19 entry daha
  • karizma mıdır bilemem de, zamanınız varsa bir hikaye anlatayım:

    sene 2001, daha iki haneli yaşların yeni heyecanındayım, koalisyon hükümeti sırasında ecevit'in ortalığı toparlamaya çalışırken bahçeli'nin "apo'yu asacağız" kükremeleriyle kürsüleri eskittiği, mesut yılmaz'ın eee'leri arasında nasıl da kötü şeyler sakladığını anlamaya yeni yeni başlıyorum. kriz patlak verdi, dolar fiyatları yükseldi, annem babam devlet çalışanıyken bile evde bir anda huzur kalmadı. ben de yeni oluşum akp'ye bir miktar sempatiyle baktım o aralar.
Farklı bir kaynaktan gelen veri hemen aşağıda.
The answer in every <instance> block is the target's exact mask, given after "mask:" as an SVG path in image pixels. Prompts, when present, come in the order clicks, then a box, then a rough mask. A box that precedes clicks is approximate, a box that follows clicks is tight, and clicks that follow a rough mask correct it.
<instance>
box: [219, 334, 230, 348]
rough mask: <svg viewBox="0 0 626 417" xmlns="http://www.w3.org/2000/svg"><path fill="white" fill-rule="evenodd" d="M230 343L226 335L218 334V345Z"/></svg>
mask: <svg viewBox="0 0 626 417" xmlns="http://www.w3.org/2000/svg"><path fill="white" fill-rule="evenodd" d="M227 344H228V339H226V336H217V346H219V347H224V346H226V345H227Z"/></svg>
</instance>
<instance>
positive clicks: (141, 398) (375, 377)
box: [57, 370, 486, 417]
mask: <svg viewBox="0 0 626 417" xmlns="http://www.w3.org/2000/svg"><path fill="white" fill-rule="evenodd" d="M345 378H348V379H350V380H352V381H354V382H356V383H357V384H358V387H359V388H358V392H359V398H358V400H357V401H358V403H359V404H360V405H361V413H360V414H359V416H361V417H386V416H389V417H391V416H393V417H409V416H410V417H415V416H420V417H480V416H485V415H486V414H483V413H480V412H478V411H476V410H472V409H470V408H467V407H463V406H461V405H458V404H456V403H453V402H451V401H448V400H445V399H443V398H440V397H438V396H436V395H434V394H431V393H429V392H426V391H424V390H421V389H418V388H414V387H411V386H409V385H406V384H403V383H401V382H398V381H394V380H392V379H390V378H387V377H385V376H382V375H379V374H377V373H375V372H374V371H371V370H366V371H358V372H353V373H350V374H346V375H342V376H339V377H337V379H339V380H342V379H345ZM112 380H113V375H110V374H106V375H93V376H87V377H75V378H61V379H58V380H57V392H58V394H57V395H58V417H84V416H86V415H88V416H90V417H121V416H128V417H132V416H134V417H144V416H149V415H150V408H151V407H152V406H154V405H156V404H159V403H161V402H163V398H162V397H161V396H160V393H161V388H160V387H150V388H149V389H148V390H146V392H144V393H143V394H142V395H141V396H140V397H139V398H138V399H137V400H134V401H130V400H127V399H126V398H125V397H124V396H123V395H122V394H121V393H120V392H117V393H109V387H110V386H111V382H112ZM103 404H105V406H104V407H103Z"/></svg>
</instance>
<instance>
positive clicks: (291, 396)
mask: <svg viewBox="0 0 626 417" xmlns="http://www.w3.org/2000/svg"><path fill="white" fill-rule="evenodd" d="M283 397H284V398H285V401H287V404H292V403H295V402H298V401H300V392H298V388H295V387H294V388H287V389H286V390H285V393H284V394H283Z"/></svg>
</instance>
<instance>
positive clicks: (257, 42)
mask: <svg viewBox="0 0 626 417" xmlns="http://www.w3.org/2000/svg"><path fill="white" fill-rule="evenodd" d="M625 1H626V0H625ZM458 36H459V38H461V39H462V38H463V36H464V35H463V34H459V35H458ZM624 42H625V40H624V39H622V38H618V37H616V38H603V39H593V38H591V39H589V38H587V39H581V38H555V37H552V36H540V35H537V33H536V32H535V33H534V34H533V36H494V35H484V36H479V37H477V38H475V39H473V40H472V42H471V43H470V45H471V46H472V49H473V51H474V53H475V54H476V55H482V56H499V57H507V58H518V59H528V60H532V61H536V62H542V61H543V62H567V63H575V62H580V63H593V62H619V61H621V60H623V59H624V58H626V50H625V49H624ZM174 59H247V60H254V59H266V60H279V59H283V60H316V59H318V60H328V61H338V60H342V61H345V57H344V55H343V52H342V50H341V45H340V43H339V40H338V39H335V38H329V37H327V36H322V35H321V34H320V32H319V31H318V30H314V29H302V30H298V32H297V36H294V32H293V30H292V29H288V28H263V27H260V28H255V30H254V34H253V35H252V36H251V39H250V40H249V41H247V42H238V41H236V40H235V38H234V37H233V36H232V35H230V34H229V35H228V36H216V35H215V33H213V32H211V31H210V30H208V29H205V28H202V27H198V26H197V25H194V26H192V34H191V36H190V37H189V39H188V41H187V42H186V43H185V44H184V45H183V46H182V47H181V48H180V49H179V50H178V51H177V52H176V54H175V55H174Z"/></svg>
    sene 2002 oldu, o seçimlerde eski partilerin %10'u geçmesini heyecanla bekledim, hepsi %9'larda kalınca, akp %34 oyla %66'ya varan temsil kazanınca "var bu işte bir şeyler" dedim, ama ilk sene içindeki konuşmaları yine de kötü bir intiba bırakmadı. hatta "acaba bunlar iyi adamlar mı" dedim.

    sene oldu 2004, iki haneli yaşların heyecanı hala üzerimde, ben bu adamlardan vazgeçtim, hem de öyle basmakalıp laflar sloganlar üzerinden değil. kendilerine yontma, iktidardayken dahi mağdur olma, bazı işlerin gizli kapaklı yapılmış olma hissini verme alışkanlıkları açısından anap'tan hiçbir farkı yoktu bu yeni adamların, hele ki liderlerinin mesut yılmaz'dan, demirel'den aşağı kalır yanı da yoktu, hesap soramazdın bu adamlardan. o an akp'den ümidimi kestim.

    ilk oyum 2010'da yetmez ama evetçi furya arasından hayır'a gitti, ondan beri de pişman değilim.

    edit: ergenekon soruşturmalarıyla beraber akp'nin söylemleri sertleşince, ülkenin bir yarısını sevip geri kalanına hayırsız evlat gibi davranıp, günaşırı hakaret edip dövmeye başlayınca, taraf tutturmaya zorlayınca ben de seçimimi yaptım.